Like I imagine is the case with a lot of people, my introduction to Lucinda Williams was the critical and commercial 1998 breakthrough that was Car Wheels on a Gravel Road. New offering from this year Good Souls Better Angels travels along similar lines of country-rock hodgepodge but, I think, is more victoriously self-indulgent — tending no artistic dilution and offering no apologies for strutting in emphatic honkytonk swagger.
Opening track “You Can’t Rule Me,” right away, while I think benefitting from digital mixing with nice thumping bass from Davis Sutton, molds itself obediently to the classic rock format of a guitar solo following a couple of verses and choruses, but doesn’t disappoint or come off formulaic. Back on Car Wheels, on her upward arc into stardom, her seamless blending of folk with the mainstream was still sort of a novelty. So, what probably went orphaned as a trademark was her snarly, cavalier vocal delivery, which to this day seems so wolverine and inimitable that it hasn’t even gathered any copycats, let alone contending heiresses. And with rock music’s considerable departure from the mainstream, Williams in this era has no stifling label to answer to, issuing this rocker dually on Southern imprints Highway 20 and Thirty Tigers but lassoing us through what every step of the way feels like organic, full-bodied rock and roll.

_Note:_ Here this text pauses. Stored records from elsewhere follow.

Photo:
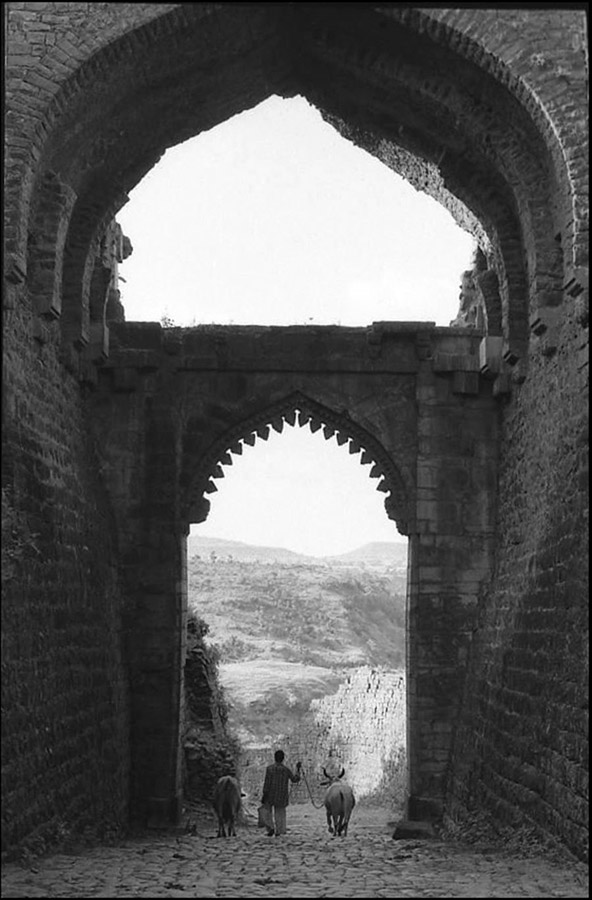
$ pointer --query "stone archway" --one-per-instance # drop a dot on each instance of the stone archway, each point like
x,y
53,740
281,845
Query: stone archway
x,y
408,86
485,112
297,408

Along the lines of this very freedom expression running wild all over this album, Williams’ vocal tone even evolves compellingly for track two “Bad News Blues.” That is, compared to the decidedly triumphant and cocksure “You Can’t Rule Me,” carrying natural qualities an opening track should, here she seems almost cowering under a crushing reality, in this way essentially mimicking an actual alteration in mood a politically median, free-thinking person is bound to experience on an average day today. Comparably, the guitar solo is ever so slightly more languid and swampy-slow, but the adamant constant is this pungent mix, on which the production team of Williams, Ray Kennedy and Tom Overby seem to have purposely accentuated the bassline to mouth-watering results.

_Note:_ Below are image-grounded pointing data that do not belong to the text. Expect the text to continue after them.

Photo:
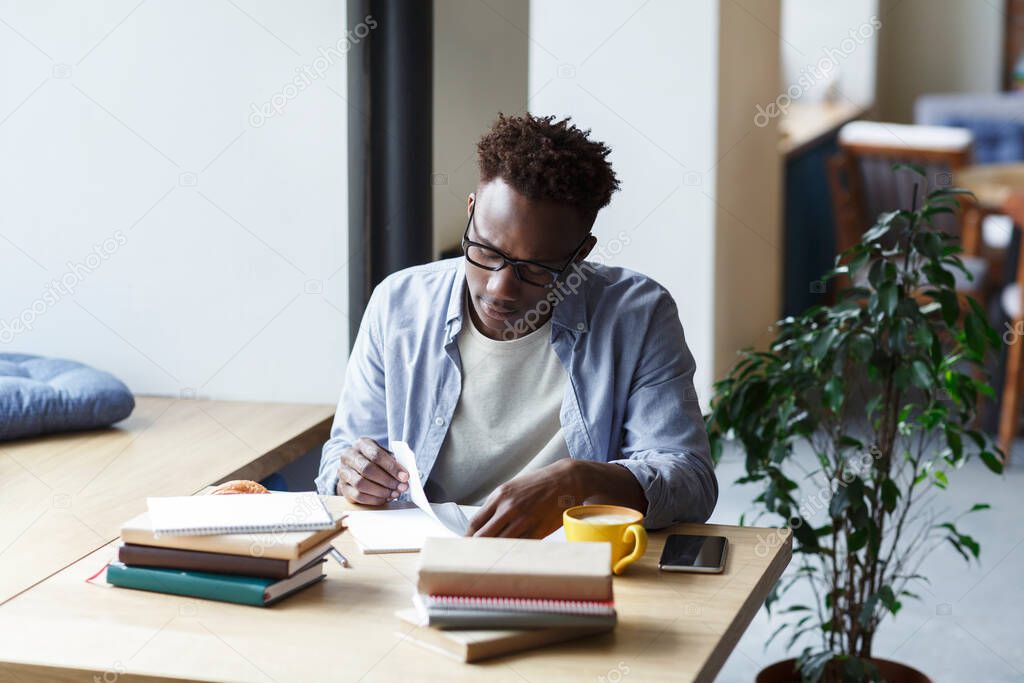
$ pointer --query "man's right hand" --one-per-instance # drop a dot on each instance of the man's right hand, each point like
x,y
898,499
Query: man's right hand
x,y
369,474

Structurally, Good Souls Better Angels could be classified as “daring,” with what are basically two ballads at three and four, respectively. The artist and producers must have just known that this is something people could take and even with the Trump-focusing “Man without a Soul” and “Big Black Train” each emanating as political in some way, it just seems like a shot for which we were all ready. The organic style, the emotional authenticity are still unquestionable all the way through and what’s more, you’re so transfixed on the stories Williams is telling that the overall structure of the collection shuffles to the back of your mind, as an afterthought. Good Souls Better Angels is a strident singer/songwriter masterpiece but can pump in boozy bars, too, with its sturdy rockabilly sound, and hence contends strongly for best work of Williams’ career.